It seems like every single day brings a new story about how corrupt Environmental Protection Agency head Scott Pruitt is. And if Tuesday’s story isn’t quite as weird as Monday’s story about Pruitt having an aide try to buy a used mattress from a Trump hotel, that’s only because that mattress story was really f’ing weird. The latest is that Pruitt used an aide—the sister of the mattress aide—to try to hook his wife up with a Chick-fil-A franchise.
It seems that Pruitt is feeling pretty broke now that he no longer has his $50-a-night room in a lobbyist-owned apartment and he’s paying actual rent in Washington, D.C., as well as a mortgage in Tulsa, Oklahoma. So he tried to use his position to get his wife a job, and he used federal employees to use his position for that purpose:
Three months after Scott Pruitt was sworn in as head of the Environmental Protection Agency, his executive scheduler emailed Dan Cathy, chairman and president of the fast food company Chick-fil-A, with an unusual request: Would Cathy meet with Pruitt to discuss “a potential business opportunity”?
A call was arranged, then canceled, and Pruitt eventually spoke with someone from the company’s legal department. Only then did he reveal the “opportunity” on his mind was a job for his wife, Marlyn.

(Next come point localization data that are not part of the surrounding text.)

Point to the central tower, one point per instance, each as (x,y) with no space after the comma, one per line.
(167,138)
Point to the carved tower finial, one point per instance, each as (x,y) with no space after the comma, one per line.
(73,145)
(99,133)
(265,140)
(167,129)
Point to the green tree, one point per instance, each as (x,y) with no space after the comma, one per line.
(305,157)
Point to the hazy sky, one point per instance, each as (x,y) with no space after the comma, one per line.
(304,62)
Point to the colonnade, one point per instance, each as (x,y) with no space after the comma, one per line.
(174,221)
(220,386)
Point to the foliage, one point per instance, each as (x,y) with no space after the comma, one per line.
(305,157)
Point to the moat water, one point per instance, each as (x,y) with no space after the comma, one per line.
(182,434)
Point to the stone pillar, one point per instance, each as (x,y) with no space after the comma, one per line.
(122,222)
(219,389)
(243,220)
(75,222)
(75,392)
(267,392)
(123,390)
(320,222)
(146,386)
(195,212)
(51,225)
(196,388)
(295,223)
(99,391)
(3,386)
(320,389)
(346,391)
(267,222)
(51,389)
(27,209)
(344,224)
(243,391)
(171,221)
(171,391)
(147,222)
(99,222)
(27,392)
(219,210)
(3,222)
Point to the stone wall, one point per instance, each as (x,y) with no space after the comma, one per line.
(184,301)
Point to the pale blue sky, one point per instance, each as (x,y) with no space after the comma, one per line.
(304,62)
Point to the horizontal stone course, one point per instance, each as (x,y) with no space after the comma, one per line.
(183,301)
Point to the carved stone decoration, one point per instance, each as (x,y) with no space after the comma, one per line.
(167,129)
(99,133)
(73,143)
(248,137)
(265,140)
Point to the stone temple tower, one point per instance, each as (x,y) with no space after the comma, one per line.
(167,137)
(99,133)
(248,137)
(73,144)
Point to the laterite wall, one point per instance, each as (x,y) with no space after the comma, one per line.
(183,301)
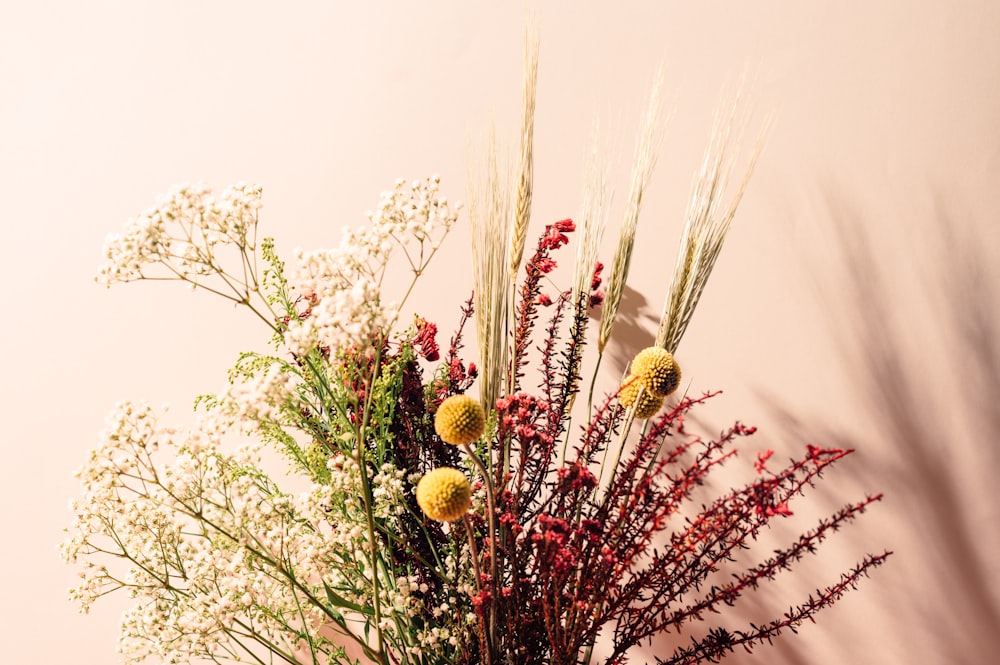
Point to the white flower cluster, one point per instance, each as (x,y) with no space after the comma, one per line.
(342,284)
(182,232)
(212,546)
(253,401)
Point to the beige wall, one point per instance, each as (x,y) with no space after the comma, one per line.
(886,125)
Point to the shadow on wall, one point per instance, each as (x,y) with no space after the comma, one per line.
(921,342)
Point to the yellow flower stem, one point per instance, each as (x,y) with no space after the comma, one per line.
(626,427)
(474,554)
(593,382)
(491,523)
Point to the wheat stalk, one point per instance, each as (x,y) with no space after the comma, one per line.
(642,169)
(522,207)
(706,222)
(490,214)
(593,218)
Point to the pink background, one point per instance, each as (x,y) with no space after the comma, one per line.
(885,141)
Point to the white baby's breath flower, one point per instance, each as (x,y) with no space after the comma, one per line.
(181,233)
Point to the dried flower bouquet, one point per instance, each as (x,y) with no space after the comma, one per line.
(437,527)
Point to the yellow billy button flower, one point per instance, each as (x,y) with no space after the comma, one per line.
(460,420)
(658,370)
(648,404)
(444,494)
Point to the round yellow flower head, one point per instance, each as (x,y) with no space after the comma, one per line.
(444,494)
(459,420)
(658,370)
(647,406)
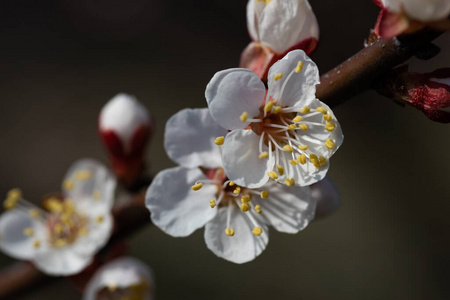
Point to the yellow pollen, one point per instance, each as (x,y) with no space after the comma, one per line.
(268,106)
(303,147)
(280,170)
(329,144)
(212,203)
(293,162)
(36,244)
(276,109)
(257,231)
(329,126)
(245,207)
(245,199)
(197,186)
(237,190)
(219,140)
(302,159)
(244,116)
(83,175)
(303,127)
(272,175)
(290,181)
(288,148)
(297,119)
(28,231)
(229,231)
(278,76)
(305,110)
(292,127)
(299,66)
(321,109)
(263,155)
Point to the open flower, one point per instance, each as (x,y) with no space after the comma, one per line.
(404,16)
(284,134)
(62,238)
(276,27)
(198,193)
(123,278)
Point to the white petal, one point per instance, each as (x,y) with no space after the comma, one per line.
(293,89)
(189,139)
(232,92)
(288,209)
(285,23)
(13,241)
(123,114)
(175,208)
(243,246)
(241,159)
(97,189)
(122,273)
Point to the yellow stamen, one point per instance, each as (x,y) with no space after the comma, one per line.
(272,175)
(229,231)
(290,181)
(197,186)
(278,76)
(297,119)
(305,110)
(288,148)
(257,231)
(329,126)
(219,140)
(280,170)
(264,194)
(263,155)
(321,109)
(303,127)
(299,66)
(244,116)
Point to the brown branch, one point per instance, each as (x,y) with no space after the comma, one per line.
(356,74)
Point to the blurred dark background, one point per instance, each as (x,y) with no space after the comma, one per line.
(60,61)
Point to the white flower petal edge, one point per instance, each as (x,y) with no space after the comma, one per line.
(241,161)
(189,139)
(175,207)
(243,246)
(297,84)
(122,273)
(232,92)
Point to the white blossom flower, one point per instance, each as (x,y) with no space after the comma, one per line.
(63,238)
(197,193)
(123,278)
(284,134)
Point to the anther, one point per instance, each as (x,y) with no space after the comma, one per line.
(219,140)
(278,76)
(197,186)
(257,231)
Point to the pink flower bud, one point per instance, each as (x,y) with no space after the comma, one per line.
(125,127)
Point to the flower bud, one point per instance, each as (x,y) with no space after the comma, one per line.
(276,28)
(125,127)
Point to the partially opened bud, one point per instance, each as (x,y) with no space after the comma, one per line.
(429,92)
(276,28)
(125,127)
(123,278)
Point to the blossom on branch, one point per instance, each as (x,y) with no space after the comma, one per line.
(123,278)
(198,193)
(284,134)
(125,127)
(277,27)
(62,238)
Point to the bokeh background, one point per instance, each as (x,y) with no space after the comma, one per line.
(60,61)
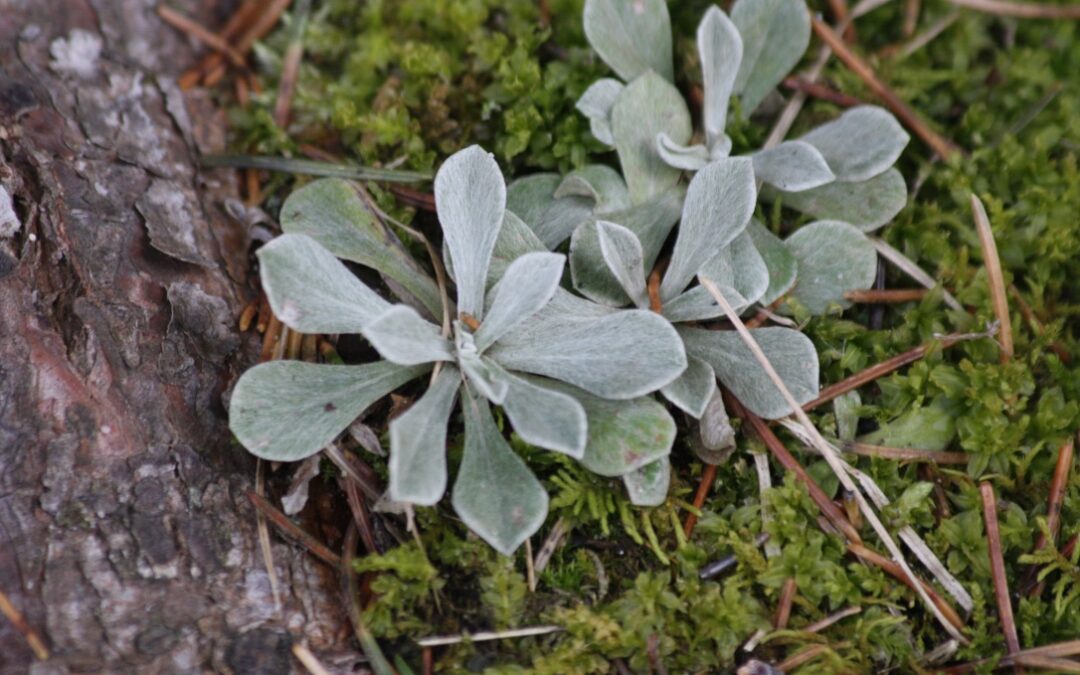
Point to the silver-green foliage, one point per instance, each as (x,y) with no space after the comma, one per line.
(570,376)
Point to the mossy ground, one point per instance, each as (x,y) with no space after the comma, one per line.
(414,80)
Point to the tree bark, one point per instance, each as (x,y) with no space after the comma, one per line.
(125,536)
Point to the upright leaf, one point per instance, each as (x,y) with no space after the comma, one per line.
(867,205)
(860,144)
(332,212)
(778,258)
(718,205)
(793,165)
(720,50)
(622,253)
(833,258)
(402,336)
(471,200)
(418,443)
(792,354)
(496,495)
(596,104)
(631,37)
(311,291)
(547,418)
(775,34)
(648,485)
(527,285)
(648,107)
(618,355)
(287,410)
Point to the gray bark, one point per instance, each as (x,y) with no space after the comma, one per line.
(125,536)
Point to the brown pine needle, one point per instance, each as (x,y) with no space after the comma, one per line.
(198,31)
(288,528)
(996,278)
(998,567)
(699,498)
(906,115)
(1021,10)
(886,296)
(32,639)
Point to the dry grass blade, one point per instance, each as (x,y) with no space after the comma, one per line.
(286,527)
(32,639)
(908,267)
(995,277)
(942,146)
(831,456)
(998,567)
(1021,10)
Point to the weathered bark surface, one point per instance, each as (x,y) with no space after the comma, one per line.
(125,536)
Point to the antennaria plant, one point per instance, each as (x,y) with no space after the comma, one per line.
(569,375)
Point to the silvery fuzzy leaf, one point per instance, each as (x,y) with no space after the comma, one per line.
(418,443)
(311,291)
(650,105)
(332,212)
(402,336)
(741,267)
(716,431)
(471,201)
(792,354)
(778,259)
(833,258)
(648,485)
(692,390)
(860,144)
(618,355)
(495,494)
(622,253)
(699,305)
(623,435)
(720,50)
(686,158)
(286,410)
(486,376)
(525,287)
(718,205)
(547,418)
(532,199)
(793,165)
(775,34)
(631,37)
(598,183)
(650,223)
(867,205)
(596,104)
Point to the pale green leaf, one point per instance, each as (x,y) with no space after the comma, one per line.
(649,106)
(791,353)
(631,36)
(287,410)
(775,34)
(833,258)
(719,46)
(793,165)
(310,291)
(547,418)
(860,144)
(334,214)
(718,205)
(471,200)
(648,485)
(867,205)
(402,336)
(495,494)
(418,443)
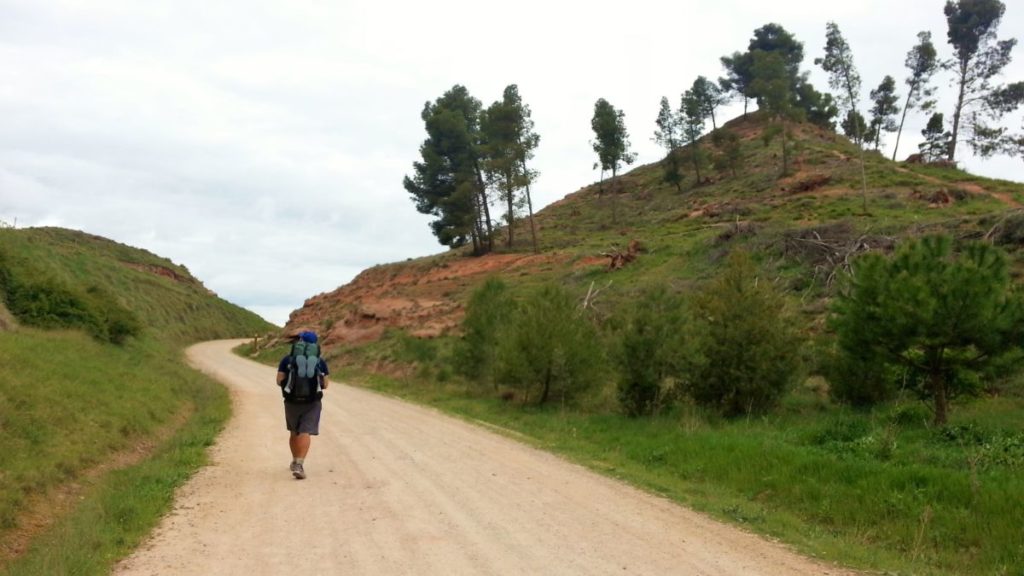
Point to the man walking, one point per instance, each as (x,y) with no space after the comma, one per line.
(302,376)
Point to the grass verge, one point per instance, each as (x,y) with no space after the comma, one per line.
(98,400)
(881,491)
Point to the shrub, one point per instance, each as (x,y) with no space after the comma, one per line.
(651,352)
(486,314)
(945,320)
(748,347)
(547,348)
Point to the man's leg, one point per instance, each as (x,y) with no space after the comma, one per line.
(299,443)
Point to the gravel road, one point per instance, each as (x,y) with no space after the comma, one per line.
(399,489)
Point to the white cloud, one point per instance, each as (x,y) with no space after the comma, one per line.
(217,133)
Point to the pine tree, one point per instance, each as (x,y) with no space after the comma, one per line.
(936,145)
(923,64)
(942,319)
(449,181)
(843,76)
(771,87)
(692,114)
(507,140)
(979,57)
(884,110)
(668,136)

“The subject of that phone call was an expression of interest in his wife becoming a Chick-fil-A franchisee,” company representative Carrie Kurlander told The Washington Post via email.
Though his Chick-fil-A effort failed, Pruitt did get his wife $2,000 plus travel expenses for three days of work with New York nonprofit Concordia. After Scott Pruitt asked Concordia’s CEO to give her a call, Marlyn Pruitt did that three days of work organizing a conference at which her husband spoke. Marlyn’s travel expenses were paid by Concordia. Scott’s $1,200 first-class plane ticket and $669 hotel room were paid by the federal government.
How does this rack up on the corruption scale?
The Washington Post reports that “Federal ethics laws bar public officials from using their position or staff for private gain” and “Asking a government scheduler, Sydney Hupp, to plan the meeting also marks a violation of federal rules barring officials from asking subordinates to perform personal tasks.” Maybe that’s just everyday behavior in the Trump administration, but it’s also a potent reminder that Trump’s people aren’t looking to run the country for the good of the country. Instead, they’re looking to vacuum up whatever personal benefit they can.